Now, if you like your freedoms of speech and of religion, freedom from search and seizure, freedom of the press, and of privacy, to assemble, and to redress grievances, then you'd better give them that eternal bodyguard called the Second Amendment.
The individual right to bear arms is freedom's insurance policy. Not just for your children, but for infinite generations to come. That is it's singular sacred duty, and why we preserve it so fiercely. Now, no, it's not a right without rational restrictions, and it's not for everyone. Only the law-abiding majority of society deserves the Second Amendment.
Abuse it once, and lose it forever. That's the law. But, curiously, the NRA is far more eager to prosecute gun abusers than are those who oppose gun ownership altogether. As if the tool could be more evil than the evil-doers. I don't understand that. The NRA also spends more and works harder than anybody in America to promote safe, responsible use of firearms. From 38,000 certified instructors, training millions of police, hunters, women and youths, to 500 law-enforcement agencies promoting our Eddie Eagle gun-safety program Wen told you about distributed to eleven million kids-eleven million and counting.
But our essential reason for being is this: as long as there is a Second Amendment, evil can never conquer us, tyranny in any form can never find footing within a society of law-abiding, armed, ethical people. The majesty of the Second Amendment that our founders so divinely captured and crafted into your birthright guarantees that no government despot, no renegade faction of armed forces, no roving gangs of criminals, no breakdown of law and order, no massive anarchy, no force of evil or crime or oppression from within or from without can ever rob you of the liberties that define your Americanism.

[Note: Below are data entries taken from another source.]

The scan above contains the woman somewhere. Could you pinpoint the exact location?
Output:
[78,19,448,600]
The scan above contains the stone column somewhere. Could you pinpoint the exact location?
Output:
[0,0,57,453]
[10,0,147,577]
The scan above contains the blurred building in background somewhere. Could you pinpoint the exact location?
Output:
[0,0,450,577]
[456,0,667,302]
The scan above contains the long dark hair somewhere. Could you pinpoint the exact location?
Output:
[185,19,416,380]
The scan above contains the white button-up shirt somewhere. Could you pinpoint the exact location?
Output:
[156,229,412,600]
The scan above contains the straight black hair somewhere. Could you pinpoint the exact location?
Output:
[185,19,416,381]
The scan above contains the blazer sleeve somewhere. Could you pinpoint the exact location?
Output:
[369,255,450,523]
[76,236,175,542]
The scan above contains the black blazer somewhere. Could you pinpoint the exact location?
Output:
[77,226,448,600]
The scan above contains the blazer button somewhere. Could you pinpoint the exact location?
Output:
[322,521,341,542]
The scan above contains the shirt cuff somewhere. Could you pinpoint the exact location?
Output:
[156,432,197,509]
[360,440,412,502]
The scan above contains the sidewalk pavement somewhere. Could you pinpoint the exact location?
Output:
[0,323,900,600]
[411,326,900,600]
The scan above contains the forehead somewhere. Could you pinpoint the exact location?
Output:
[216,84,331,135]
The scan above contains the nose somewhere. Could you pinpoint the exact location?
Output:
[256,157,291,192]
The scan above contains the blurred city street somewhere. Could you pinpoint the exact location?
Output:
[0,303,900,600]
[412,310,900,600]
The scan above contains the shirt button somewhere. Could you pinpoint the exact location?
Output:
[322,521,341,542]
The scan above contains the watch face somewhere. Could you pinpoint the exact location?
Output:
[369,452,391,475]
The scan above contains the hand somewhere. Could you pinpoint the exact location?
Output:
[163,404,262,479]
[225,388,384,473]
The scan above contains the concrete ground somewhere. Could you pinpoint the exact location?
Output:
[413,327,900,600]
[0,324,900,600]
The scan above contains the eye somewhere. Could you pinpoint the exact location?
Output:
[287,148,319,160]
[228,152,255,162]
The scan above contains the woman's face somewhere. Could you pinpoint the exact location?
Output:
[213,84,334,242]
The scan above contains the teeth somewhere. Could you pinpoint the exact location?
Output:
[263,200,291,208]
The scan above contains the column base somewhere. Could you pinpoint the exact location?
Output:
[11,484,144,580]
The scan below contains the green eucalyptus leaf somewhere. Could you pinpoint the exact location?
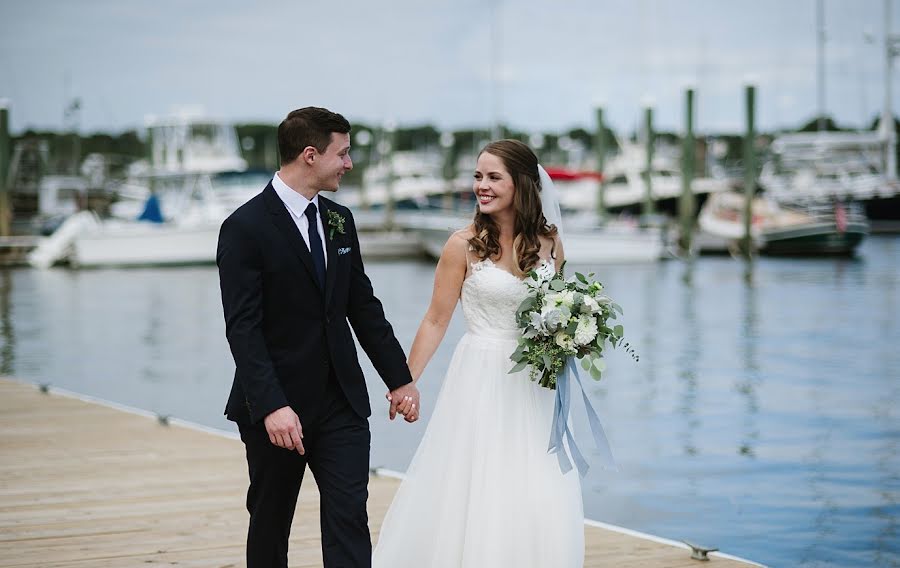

And, so, when they ask you well, indeed you would uh, bear arms against Government tyranny? The answer is no. That could never happen, precisely because we have the Second Amendment. Let me be absolutely clear. The Founding Fathers guaranteed this freedom, because they knew no tyranny can ever arise among a people endowed with the right to keep and bear arms. That's why you and your descendants need never fear fascism, state-run faith, refugee camps, brain-washing, ethnic cleansing, or especially submission to the wanton will of criminals.
The Second Amendment, there can be no more precious inheritance- that's what the NRA preserves.
Now, if you disagree, that's your right. I respect that. But, we will not relinquish it, or be silenced about it, or be told: 'Do not come here, you are unwelcome in your own land.'
Let us go from this place, this huge room, renewed in spirit and dedicated against hatred. We have work to do, hearts to heal, evil to defeat, and a country to unite. We may have differences, yes, and we will again suffer tragedy almost beyond description. But when the sun sets on Denver tonight, and forevermore, let it always set on we the people, secure in our land of the free, and home of the brave. I, for one, plan to do my part. Thank You."